Pour y parvenir, le législateur choisit de passer par l’article sur lequel la Cour de cassation avait, précisément, construit sa jurisprudence : l’article 47 du Code civil. Aux termes de ce texte, « Tout acte de l’état civil des Français et des étrangers et rédigé dans les formes usitées dans ce pays fait foi, sauf si d’autres actes ou pièces détenues, des données extérieures ou des éléments tirés de l’acte lui-même établissent, le cas échéant après toutes vérifications utiles, que cet acte est irrégulier, falsifié ou que les faits qui y sont déclarés ne correspondent pas à la réalité ». La loi du 2 août 2021 précise que « Celle-ci [cette réalité] est appréciée au sens de la loi française ».

 

6. L’observation des décisions judiciaires rendues après la loi du 2 août 2021 modifiant l’article 47 du code civil

 

Le 7 septembre 2023, le tribunal judiciaire de Nantes a rendu un jugement autorisant la transcription intégrale de l’état civil d’un enfant conçu par GPA. Les juges n’ont pas pris en compte la loi de 2021 et ont considéré que l’adoption n’est pas une mesure la plus appropriée, compte tenu de son délai trop long.

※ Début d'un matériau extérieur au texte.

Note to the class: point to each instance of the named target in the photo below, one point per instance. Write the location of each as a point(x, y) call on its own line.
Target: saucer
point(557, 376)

Dans une autre affaire, un couple d’hommes français a recours à la GPA en Californie. Un jugement californien a déclaré la filiation de ces deux français comme parents légaux de l’enfant à naître. En rentrant en France, ils ont entamé une procédure d’exequatur du jugement étranger. C’est-à-dire qu’ils demandent la reconnaissance et l’exécution de ce jugement en France. La Cour de cassation n’a pas remis en cause cette reconnaissance (car il n’y avait pas de fraude à la loi ou la contrariété à l’ordre public international français). Ce qui veut dire que ce jugement étranger permet d’établir intégralement l’acte de naissance en France (Cour de cassation, Chambre civile 1, 2 octobre 2024, 23-50.002, Publié au bulletin).